The “Canada Thistle” (Cirsium arvense) did not come from Canada but from Europe ? It is the national emblem of Scotland and one of their mottos is “Touch Me Who Dares” because of the prickly leaves.

          “Nigella” (Ranunculaceae) who has its flowers embedded in thread like foliage, is 8 to 10 inches high and is called “Love In A Mist” in some places and “Devil In A Bush” in others as well as “Persian Jewels”. The striped seed pods are often used in winter bouquets. It will seed itself if you don’t deadhead.

          Have you eaten a “Jerusalem Artichoke”? It isn’t from Jerusalem nor is it an artichoke but a sunflower (Helianthus tuberosa). It was cultivated by the Indians for its tuberous roots. In some areas it is called “Canada Potato”.  It grows very easily here in Lincoln -a coarse plant 6 to 10 feet high.  Somehow I was never very impressed with its taste but then I am not cook so it may be delicious.

          “Tomatoes” were exported to Europe by the Spanish explorer Cortes .  The French called them “Love Apples”. Many others considered them poison, while others grew them for their “ornamental beauty”. The United States government classifies them as vegetables while botanists classify them as fruit.

          “Cabbage” leaves have been used for years to ease hurting knees or elbows. Find a big leaf, dip it in hot water to soften for shaping then fasten it in place with a wrap.

          “Hakonechloa macra” (Golden hakon grass), also called “Japanese Forest Grass” has been declared the 2009 perennial of the year. I have had it for several years as I wanted a grass that liked shade. It has grown very slowly for me but that may be because its write ups say it does not like clay soil, which is where I have it. Recommendations call for moist, humus rich, well drained soil.  It has narrow yellow blades with green stripes and arches over rather than growing upright like other grasses. I have it where it “flops” toward a path under the “Cottonwood Tree” and I fill in the spaces with painted “Caladium” bulbs that like the same soil and need to be kept damp but not wet.

          “Poison Ivy” is native Nebraskan. Deer, game birds, and wild turkeys eat the seeds, fruit, and leaves.  Very few animals are affected by urushol, the oil that causes skin poisoning in people. It spread by seeds and rhizomes and is found in pastures and rangelands throughout Nebraska . Even the dry plant can affect people and the smoke from burning it is equally bad. Not everyone is affected the first time they are exposed but may be on a later exposure.  It can grow from one to 6 1/2 feet tall with leaves in groups of three. Most of the drug stores now have a crème to reduce the itching.

          Have you had a very sturdy vine trying to conquer your yard? The “Honeyvine Milkweed” (Asclepiadaceae) suddenly appears climbing on anything it can find up to 6 1/2 feet long.  It leaves a long pod that produces many seeds as well as spreading by rhizomes.  Every year I find them in a number of places in the yard.
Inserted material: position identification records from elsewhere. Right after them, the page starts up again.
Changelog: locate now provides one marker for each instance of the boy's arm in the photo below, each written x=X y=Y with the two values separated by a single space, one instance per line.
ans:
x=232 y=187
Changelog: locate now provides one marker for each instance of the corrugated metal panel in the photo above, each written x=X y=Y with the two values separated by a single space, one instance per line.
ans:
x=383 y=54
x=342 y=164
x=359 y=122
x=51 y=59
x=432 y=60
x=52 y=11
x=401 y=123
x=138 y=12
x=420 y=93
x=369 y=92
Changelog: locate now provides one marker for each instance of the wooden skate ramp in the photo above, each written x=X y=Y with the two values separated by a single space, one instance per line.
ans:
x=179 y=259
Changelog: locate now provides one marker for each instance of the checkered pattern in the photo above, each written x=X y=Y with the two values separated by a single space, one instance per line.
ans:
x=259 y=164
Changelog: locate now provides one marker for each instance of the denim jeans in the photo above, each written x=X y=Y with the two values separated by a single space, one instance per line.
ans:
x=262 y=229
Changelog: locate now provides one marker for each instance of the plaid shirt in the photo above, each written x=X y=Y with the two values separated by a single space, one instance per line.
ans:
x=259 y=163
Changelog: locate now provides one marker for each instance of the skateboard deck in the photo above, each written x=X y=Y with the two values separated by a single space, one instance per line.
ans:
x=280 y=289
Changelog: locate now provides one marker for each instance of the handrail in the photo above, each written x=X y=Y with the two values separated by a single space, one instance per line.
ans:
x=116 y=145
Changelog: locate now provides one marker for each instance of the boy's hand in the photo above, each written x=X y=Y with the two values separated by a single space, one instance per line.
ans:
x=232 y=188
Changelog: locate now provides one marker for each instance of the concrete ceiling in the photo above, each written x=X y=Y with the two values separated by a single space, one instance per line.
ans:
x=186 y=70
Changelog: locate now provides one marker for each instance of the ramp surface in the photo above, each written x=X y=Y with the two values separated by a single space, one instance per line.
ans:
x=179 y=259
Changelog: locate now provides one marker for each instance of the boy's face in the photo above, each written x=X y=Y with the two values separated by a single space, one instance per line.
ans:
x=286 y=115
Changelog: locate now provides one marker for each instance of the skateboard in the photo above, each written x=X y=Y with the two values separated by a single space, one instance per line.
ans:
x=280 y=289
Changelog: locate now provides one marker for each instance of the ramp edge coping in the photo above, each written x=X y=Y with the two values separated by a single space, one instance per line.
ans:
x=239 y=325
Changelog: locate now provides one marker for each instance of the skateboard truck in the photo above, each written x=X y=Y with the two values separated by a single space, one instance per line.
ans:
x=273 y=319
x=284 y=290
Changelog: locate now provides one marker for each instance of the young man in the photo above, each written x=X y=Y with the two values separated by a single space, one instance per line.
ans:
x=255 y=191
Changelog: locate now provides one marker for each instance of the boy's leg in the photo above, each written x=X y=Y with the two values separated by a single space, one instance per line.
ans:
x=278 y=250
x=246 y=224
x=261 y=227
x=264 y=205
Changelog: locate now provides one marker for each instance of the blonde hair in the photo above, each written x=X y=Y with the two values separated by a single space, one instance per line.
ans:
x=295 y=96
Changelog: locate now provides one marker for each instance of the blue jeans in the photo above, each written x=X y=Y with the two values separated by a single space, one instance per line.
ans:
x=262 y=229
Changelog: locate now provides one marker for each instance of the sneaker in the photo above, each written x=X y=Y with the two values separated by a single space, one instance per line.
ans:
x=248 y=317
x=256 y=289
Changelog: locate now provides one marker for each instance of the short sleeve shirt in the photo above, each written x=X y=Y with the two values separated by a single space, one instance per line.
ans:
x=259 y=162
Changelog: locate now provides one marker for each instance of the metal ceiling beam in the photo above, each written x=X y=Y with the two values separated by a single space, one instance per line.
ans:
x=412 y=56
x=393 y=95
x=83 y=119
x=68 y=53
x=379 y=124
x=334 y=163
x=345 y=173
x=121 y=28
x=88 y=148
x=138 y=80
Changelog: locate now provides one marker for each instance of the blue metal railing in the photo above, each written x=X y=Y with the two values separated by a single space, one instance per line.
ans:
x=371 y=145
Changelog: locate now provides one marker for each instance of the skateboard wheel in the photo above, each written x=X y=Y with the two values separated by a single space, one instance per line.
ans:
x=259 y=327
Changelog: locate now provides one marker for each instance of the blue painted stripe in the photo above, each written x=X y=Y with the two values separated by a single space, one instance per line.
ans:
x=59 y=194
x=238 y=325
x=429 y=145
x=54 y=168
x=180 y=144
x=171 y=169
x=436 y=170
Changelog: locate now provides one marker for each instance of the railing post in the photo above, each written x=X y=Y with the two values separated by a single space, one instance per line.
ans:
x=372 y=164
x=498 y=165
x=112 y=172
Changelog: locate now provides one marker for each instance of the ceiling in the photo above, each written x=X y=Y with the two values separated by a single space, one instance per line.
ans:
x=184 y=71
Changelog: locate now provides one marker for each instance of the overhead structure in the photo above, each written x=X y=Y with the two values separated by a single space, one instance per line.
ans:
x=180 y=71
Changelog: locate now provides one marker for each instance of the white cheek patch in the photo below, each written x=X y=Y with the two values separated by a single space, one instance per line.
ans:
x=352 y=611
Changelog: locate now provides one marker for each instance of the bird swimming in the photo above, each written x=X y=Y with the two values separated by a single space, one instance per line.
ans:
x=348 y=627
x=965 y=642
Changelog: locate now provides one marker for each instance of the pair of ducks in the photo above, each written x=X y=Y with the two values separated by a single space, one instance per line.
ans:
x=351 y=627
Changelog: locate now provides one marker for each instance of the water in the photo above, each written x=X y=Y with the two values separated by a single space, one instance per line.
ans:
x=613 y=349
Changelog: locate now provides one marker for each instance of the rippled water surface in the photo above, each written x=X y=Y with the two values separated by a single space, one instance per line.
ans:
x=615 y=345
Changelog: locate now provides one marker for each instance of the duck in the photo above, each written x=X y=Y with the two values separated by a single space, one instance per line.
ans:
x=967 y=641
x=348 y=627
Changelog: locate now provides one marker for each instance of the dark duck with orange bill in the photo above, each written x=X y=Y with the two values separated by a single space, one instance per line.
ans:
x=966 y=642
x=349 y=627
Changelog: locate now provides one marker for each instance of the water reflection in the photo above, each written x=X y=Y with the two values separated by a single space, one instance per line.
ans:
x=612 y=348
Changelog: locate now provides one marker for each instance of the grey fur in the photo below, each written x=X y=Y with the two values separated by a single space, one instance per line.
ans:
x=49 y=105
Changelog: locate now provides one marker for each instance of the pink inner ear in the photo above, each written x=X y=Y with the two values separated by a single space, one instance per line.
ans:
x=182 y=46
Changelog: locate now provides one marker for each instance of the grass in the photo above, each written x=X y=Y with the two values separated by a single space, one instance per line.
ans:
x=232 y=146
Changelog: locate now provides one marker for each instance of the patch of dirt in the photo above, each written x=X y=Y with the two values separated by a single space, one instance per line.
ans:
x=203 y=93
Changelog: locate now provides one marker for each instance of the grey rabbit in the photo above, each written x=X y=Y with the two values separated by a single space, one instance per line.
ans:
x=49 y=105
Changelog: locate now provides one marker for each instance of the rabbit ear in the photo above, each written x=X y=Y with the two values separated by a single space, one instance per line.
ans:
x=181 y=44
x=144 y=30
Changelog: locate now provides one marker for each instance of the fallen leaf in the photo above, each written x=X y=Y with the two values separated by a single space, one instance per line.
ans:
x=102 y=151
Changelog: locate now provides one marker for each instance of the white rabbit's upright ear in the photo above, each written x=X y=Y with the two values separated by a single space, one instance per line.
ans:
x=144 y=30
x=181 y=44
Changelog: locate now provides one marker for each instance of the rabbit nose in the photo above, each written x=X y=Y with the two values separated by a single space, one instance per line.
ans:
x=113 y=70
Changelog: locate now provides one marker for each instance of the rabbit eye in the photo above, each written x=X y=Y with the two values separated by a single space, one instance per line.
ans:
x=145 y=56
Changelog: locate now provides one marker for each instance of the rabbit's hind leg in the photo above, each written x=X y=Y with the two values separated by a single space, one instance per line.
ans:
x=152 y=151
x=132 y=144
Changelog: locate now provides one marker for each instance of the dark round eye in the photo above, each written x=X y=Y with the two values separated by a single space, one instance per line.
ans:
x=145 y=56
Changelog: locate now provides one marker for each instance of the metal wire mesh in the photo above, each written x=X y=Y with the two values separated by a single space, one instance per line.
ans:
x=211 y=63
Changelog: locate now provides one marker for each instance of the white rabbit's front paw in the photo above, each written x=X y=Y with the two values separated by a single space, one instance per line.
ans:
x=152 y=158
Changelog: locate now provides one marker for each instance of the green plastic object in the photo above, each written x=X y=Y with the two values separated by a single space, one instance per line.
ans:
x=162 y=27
It is also known as “Sand Vine” or “Climbing Milkweed”. A number of them on one plant can smother its victim.  It will not appear until the ground is quite warm but when it does, it grows very rapidly.

          “Chicory” (Cichorium intybus) is a plant usually thought of as a weed but grown for its blue flowers in some yards. It is a perennial that spreads by seeds.  Later in the early fall there are areas along the roads that are very blue and pretty. Our pioneers dried and roasted the roots for their coffee. It doesn’t do well in cultivated fields so will be found in lawns, pastures, and road sides. 

Be careful when dealing with the plant as some people are allergic or get that way after more exposure.

          “Joepyeweed” (Eupatorium) is also listed as a weed in “Weeds of Nebraska and the Great Plains (Nebraska Department of Agriculture, Lincoln , Nebraska : 2003, pages 128-129) but the varieties that have been developed by plant scientists are for sale in nurseries and garden centers. There is a short and a tall version. Both will become crowded with “Butterflies” so I try to keep several clumps of the 6 feet tall kind in the background.  It prefers an almost wet soil so will gradually become a smaller clump unless I remember to give it extra water during dry spells. Birds like to live in it near the edges of waterways. Joe Pye was named for an Indian who befriended the pioneers by showing them how to reduce pain and fever. 

          Is there such a thing as a “tame flower” or are they just the ones who have been remodeled by plant breeders?